The usual approach is a six week period of time on IV antibiotics (delivered directly to the blood stream). Patients must remain infection-free for another four to six weeks before the implant can be replaced. Blood tests are used to determine your status. Tissue and/or fluid in the joint may be tested as well.

Removal and replacement of any affected implant parts is the next step. The replacement procedure is referred to as an exchange arthroplasty. The exchange arthroplasty can be a one-step or two-step process (also known as one-stage or two-stage exchange arthroplasty).

As the names suggest, in a one-stage procedure, everything is done in one surgery. In a two-stage exchange, the implant is removed but not replaced just yet. Instead a spacer that contains high-dose antibiotics is put in place instead.
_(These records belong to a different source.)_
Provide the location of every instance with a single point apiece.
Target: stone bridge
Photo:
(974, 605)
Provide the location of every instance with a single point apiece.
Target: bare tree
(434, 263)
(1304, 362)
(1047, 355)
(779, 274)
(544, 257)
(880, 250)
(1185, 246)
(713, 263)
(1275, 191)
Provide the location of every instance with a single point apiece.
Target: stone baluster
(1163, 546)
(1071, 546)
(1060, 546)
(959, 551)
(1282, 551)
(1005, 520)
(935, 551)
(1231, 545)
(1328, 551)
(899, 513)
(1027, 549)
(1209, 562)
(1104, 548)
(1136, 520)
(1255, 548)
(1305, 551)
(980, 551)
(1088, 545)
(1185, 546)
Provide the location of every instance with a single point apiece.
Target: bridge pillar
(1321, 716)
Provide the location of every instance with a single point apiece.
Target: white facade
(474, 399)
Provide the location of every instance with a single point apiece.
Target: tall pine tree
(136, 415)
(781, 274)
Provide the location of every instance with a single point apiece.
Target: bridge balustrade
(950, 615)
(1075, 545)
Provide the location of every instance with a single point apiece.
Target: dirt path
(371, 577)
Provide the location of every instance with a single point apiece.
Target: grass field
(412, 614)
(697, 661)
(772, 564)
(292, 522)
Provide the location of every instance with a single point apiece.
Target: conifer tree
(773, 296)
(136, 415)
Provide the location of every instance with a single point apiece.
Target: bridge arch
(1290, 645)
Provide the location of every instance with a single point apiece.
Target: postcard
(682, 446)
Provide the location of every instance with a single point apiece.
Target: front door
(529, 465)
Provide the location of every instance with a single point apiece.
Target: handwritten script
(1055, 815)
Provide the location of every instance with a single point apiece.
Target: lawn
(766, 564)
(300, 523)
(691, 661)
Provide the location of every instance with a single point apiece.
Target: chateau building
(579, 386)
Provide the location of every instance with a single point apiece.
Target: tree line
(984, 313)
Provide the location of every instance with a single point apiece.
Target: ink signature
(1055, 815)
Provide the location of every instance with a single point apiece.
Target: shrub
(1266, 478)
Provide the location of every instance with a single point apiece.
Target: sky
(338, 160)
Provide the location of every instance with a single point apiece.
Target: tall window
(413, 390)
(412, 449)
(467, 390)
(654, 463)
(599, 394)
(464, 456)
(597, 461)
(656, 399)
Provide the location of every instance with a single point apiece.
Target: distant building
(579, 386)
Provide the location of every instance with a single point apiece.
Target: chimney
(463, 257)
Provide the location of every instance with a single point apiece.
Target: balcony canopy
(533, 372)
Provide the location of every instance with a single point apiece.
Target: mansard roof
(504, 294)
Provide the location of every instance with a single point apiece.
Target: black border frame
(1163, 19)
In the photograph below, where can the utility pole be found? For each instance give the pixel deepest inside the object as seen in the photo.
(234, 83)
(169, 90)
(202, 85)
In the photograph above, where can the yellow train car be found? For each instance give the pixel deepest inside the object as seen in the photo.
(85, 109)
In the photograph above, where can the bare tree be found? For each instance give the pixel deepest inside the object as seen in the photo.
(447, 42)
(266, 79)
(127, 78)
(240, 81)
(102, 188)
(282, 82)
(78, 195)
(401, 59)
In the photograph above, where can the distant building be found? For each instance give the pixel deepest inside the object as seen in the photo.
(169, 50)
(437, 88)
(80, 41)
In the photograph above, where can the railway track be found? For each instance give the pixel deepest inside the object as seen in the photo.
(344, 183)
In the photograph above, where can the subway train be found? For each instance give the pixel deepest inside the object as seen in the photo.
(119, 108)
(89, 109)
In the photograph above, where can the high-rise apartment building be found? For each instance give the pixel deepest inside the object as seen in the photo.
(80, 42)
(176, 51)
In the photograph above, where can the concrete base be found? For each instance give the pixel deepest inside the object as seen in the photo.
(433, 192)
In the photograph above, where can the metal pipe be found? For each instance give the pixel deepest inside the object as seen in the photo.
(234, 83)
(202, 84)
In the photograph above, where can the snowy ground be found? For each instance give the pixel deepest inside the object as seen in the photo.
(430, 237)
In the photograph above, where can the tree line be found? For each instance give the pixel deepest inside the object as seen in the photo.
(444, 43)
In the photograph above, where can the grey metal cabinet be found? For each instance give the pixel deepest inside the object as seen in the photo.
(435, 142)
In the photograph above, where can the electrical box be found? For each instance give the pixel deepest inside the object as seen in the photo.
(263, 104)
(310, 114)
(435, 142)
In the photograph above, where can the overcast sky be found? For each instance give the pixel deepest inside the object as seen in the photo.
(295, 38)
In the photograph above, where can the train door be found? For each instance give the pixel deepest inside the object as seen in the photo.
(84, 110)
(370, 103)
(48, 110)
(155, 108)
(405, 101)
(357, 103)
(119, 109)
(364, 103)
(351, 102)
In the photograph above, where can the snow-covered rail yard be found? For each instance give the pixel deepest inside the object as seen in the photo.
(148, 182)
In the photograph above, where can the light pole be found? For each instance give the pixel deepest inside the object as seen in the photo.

Once the infection is under control, then the spacer is removed and the replacement implant installed. It is important to make sure the areas down into the bones (both the femur — the thigh bone and the tibia — the lower leg bone) are free of infection before putting the replacement implant in. Using long, thin antibiotic dowels down into the canals along with the spacer helps solve this problem.

The more extreme options of joint fusion or even amputation are only considered when all other treatment methods have failed. Amputation may be necessary when the infection cannot be stopped and the patient is either in terrible pain or their life is threatened by the infection spreading throughout the body. In all cases, every effort is made to save the leg, save the joint, save the implant. Fusion and/or amputation are only considered when all else has failed.

Hopefully, you are a long way from either of these more invasive procedures. Your surgeon is the best one to advise you about what is next and what are your potential options. The surgeon will take into consideration several factors when making treatment decisions. For example, your health, the type of bacteria present, length of time since the primary surgery, and other risk factors must be reviewed and assessed before advising you. Your own goals and desires will also be taken into account since the final decision about what you want to do is ultimately yours.